A sette anni da Superman Returns, la saga dell'Uomo d'Acciaio riparte da capo, con un nuovo cast e un universo completamente rinnovato da Zack Snyder e Christopher Nolan che però lasciano l'amaro in bocca...

 


Zack Snyder si è fatto largo nel cinema quasi da subito con pellicole tratte da graphic novel, come 300 o Watchmen, facendosi quindi strada nel mondo del cinecomic, e nel 2010 ha firmato per dirigere un reboot per la saga di Superman. A distanza quindi di sette anni da Superman Returns, la saga riparte da capo, con un nuovo cast e un universo completamente rinnovato. Più vicino agli ultimi film di Batman che al Superman di Bryan Singer, si nota da subito il tocco di Christopher Nolan nel soggetto.
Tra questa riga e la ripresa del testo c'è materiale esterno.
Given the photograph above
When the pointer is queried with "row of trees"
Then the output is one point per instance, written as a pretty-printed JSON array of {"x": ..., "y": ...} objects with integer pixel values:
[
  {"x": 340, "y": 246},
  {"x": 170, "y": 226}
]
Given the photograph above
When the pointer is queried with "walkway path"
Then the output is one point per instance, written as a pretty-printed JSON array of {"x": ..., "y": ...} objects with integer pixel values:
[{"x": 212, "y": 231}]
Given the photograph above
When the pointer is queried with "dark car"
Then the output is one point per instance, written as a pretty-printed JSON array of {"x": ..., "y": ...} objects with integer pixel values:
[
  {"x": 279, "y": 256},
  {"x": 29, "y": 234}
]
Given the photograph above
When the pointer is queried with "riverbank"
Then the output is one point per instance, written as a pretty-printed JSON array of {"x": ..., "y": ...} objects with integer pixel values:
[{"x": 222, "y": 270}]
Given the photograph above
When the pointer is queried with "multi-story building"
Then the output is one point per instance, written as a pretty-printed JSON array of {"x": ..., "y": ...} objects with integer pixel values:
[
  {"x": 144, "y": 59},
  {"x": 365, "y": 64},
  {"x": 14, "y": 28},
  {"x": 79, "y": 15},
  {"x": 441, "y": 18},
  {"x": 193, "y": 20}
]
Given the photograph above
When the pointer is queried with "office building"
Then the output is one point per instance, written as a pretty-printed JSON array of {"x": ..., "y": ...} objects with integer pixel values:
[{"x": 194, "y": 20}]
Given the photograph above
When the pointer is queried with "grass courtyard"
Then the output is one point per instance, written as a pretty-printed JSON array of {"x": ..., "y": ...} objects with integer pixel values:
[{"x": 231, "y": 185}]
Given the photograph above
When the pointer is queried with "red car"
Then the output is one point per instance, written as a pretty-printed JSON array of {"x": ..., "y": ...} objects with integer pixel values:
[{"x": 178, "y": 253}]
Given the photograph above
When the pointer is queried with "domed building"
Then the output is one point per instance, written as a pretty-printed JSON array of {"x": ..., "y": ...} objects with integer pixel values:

Ma al contrario della trilogia di Nolan, questo film non riesce a partire bene.
Dopo un prologo ambientato sul pianeta Krypton in cui ci vengono presentati Jor-El, Lara Lor-Van, il neonato Kal-El e il cattivo del film, il generale Zod, l’azione si sposta sul pianeta Terra, concentrandosi su Clark, ormai cresciuto, che si è imposto un esilio forzato da Smallville in quanto la gente inizia a vederlo con sospetto per aver usato più volte i suoi poteri in pubblico. Ed è qui che partono i problemi. Il film alterna infatti la vita di Clark nel presente con dei flashback, volti a mostrare il rapporto con il padre adottivo Jonathan Kent, interpretato da Kevin Costner. Ma questi momenti, anche parecchio lunghi, spezzano il ritmo del film, lo rendono monotono, dando quell’idea di già visto da blockbuster di successo. Sembra quindi che dopo le speranze che il prologo dà, con un’introduzione d’effetto dei personaggi principali e una narrazione efficace, il film si perda, non riuscendo a riprendersi al massimo.
I personaggi sono altalenanti. Lo spazio dato a Jor-El è enorme nonostante non se ne senta il bisogno, ma per fortuna Russell Crowe gli dà il giusto spessore. Anche il generale Zod, nel suo tentativo di ricreare Krypton, convince nel complesso. Il problema principale è però proprio l’Uomo d’Acciaio. Perché Superman, anche se è oramai un’icona riconosciuta a livello mondiale, non riesce ad ottenere una buona caratterizzazione cinematografica: non colpisce, e anzi molte delle azioni che compie durante la pellicola non approfondiscono la psicologia del personaggio e sembrano animate da dinamiche senza un preciso filo logico. Il film riesce così a divertire decisamente di più chi non conosce molto o niente della storia di Superman, ma risulta indigesto ai fan di vecchia data.

L’uomo d’acciaio
è quindi un film che parte da un’ottima premessa per poi risolvere tutto a suon di pugni, trasformando Superman, un personaggio che meriterebbe una caratterizzazione profonda e ben più definita, in un Hulk che risolve i problemi menando le mani in continuazione. C’è da dire però che le scene d’azione sono girate molto bene, e riescono comunque ad intrattenere. Un discorso a parte va fatto per il 3D, completamente trascurabile e che, tranne in 2 o 3 scene, non si fa notare per niente, facendo quasi dimenticare di indossare quei fastidiosi occhialini per vedere le immagini sul grande schermo. Vanno segnalati un paio di easter eggs che indicano quale potrebbe essere un eventuale villain del seguito, già commissionato dalla Warner Bros: ci riferiamo alle immagini del palazzo della LuthorCorp e a un indizio che potrebbe far pensare ad un eventuale universo condiviso tra i film DC, come già fatto dalla Marvel da molto tempo, e che mostra il logo della Wayne Enterprises su un satellite distrutto durante uno scontro.